Per il quinto anno consecutivo BrandChannel ci delizia con la sua speciale classifica dei brand più amati dai consumatori: dopo un lungo testa a testa con Apple, anche nel 2005 la spunta Google, aggiudicandosi il primo posto e relegando al secondo l’azienda di Cupertino. Nel quinquennio di esistenza del premio, il motore di ricerca si è classificato primo in tre edizioni (2002-2003-2005) mentre la casa con la mela ha vinto le altre due (2001-2004). Ecco i primi dieci brand dell’ultima edizione: 1)Google; 2)Apple; 3)Skype; 4)Starbucks; 5)Ikea; 6)Nokia; 7)Yahoo!; 8)Firefox; 9)eBay; 10)Sony.
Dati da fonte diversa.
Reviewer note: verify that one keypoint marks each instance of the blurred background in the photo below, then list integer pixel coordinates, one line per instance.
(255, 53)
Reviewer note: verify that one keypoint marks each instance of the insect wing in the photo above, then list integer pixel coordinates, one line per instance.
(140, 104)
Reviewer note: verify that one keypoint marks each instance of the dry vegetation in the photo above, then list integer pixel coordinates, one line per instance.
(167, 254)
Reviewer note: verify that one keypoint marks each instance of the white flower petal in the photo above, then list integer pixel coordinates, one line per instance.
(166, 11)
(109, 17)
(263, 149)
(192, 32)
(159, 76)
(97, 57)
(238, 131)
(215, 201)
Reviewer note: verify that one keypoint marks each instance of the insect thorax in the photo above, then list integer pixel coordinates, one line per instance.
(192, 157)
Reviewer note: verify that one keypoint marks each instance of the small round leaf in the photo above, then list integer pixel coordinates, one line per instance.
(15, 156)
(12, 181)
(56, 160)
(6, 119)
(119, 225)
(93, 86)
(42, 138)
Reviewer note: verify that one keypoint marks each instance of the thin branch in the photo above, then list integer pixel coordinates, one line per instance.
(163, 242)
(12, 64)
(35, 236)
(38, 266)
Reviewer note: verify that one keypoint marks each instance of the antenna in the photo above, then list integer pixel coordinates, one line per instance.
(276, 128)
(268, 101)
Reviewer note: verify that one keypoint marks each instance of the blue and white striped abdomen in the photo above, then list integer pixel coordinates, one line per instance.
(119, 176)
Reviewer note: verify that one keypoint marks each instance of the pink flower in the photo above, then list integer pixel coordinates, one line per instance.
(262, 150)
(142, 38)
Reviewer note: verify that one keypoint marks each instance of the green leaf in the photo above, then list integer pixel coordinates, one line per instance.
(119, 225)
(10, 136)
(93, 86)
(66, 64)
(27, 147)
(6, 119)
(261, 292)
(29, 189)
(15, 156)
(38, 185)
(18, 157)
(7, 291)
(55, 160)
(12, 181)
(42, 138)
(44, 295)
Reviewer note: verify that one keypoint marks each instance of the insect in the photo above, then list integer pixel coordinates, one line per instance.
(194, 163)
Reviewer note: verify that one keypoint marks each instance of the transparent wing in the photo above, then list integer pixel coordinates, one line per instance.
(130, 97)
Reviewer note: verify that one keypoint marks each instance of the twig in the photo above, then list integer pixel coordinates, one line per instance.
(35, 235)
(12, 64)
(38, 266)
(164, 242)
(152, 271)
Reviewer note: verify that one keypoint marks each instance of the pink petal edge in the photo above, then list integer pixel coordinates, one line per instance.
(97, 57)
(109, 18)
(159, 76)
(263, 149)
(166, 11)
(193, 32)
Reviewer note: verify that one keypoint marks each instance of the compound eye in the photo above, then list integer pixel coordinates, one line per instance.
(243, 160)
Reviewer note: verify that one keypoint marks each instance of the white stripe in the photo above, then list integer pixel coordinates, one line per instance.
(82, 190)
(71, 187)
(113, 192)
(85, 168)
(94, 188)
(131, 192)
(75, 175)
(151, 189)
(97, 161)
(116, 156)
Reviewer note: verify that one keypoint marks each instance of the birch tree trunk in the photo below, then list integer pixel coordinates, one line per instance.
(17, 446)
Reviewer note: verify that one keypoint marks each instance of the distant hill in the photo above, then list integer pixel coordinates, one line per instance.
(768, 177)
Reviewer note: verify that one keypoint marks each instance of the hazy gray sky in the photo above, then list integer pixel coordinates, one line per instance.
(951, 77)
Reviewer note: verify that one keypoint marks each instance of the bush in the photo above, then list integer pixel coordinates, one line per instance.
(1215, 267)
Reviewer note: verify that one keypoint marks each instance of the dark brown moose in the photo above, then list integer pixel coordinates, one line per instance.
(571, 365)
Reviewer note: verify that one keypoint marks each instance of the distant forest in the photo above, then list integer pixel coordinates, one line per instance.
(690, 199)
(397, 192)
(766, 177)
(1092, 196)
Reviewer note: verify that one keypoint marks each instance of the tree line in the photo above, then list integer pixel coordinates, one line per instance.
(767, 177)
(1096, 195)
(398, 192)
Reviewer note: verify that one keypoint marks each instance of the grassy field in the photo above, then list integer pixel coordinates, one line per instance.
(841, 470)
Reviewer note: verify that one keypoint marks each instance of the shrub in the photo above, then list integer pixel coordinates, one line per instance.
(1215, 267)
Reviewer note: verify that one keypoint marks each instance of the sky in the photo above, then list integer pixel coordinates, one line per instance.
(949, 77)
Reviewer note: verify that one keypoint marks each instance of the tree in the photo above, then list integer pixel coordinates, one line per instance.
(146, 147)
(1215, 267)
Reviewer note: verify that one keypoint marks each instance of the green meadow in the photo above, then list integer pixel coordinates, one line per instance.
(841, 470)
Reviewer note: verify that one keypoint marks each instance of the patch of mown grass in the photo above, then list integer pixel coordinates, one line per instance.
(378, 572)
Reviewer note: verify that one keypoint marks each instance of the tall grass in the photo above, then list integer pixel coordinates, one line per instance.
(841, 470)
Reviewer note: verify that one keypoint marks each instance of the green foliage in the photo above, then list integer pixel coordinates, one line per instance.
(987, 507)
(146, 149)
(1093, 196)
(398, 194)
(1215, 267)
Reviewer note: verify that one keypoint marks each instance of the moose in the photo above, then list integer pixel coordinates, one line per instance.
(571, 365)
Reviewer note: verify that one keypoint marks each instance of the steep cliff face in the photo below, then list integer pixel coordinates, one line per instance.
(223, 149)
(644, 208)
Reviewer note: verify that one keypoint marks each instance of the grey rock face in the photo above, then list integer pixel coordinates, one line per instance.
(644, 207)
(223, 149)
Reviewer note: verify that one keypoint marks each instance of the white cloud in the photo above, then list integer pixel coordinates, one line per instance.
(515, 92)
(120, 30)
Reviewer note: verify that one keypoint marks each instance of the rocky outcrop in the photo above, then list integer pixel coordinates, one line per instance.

Notevole il risultato del colosso Giapponese produttore della Playstation, che sale di una posizione rispetto al 2004 nonostante la pessima figura fatta con il suo controverso “RootKit”. Ancor più degno di attenzione il posizionamento di Skype, che entra per la prima volta in classifica conquistando direttamente il terzo posto. La classifica di BrandChannel, lo ricordiamo, è stata costruita con il contributo di 2500 votanti provenienti da 99 nazioni.

Per saperne di più:

– Brandchannel.com: “The Search Is Over: Google Wins in 2005

“SpyTunes”, Apple fa marcia indietro

spytunes no more

Cominciamo con un breve riassunto delle puntate precedenti: durante il MacWorld Expo Apple ha presentato una nuova versione del suo iTunes, la 6.0.2, dotata di diverse nuove funzioni tra cui MiniStore. Il servizio scandaglia e cataloga l’archivio musicale dell’utente in modo da tracciarne un profilo dei gusti e, ad ogni suo accesso all’iTunes Music Store, proporre l’acquisto di nuovi brani allineati con le sue preferenze. Il problema è che questa “profilazione” dell’utente nonchè l’invio a Apple dei dati da essa ricavati avvenivano senza che lo user ne sapesse nulla o avesse dato alcuna autorizzazione. I primi ad accorgersene e a denunciare il fatto sono stati i blogger, che non hanno risparmiato critiche alla società di Cupertino per quella che è stata definita una palese violazione della privacy. Apple, dal canto suo, ha incassato il colpo ed è corsa ai ripari: ora, infatti, una versione “rivista” dell’iTunes “warns users about data being collected and lets them switch off the recommendation system”.

Per saperne di più:

– BBC News: “Apple addresses iTunes concerns
– Macworld UK: “Apple responds – iTunes is ‘SpyTunes’ no more

UK, la politica scopre il podcasting

tony blair

A distanza di un giorno l’uno dall’altro David Cameron, leader del Conservative Party inglese, e Tony Blair, premier britannico e leader del Labour Party, hanno accettato di registrare un podcast e di parlare dei temi caldi della politica inglese. Cameron lo ha fatto per The Daily Telegraph, Blair per The Sun. Il dato interessante è che, mentre l’intervista di Blair non differisce in nulla da quelle solitamente “ingessate” che vengono trasmesse su altri media, il podcast di Cameron si presenta come una chiacchierata informale e spontanea di sette minuti. Insomma, il leader conservatore sembra aver compreso meglio la natura del nuovo medium e sembra riuscire a sfruttarlo meglio del suo avversario. Va detto che Blair e Cameron non sono i primi leader politici britannici a fare podcasting: ben 8 mesi fa era stato Niall Cook, capo dei Liberal Democrats, a registrare 6 podcast durante la campagna elettorale del 2005.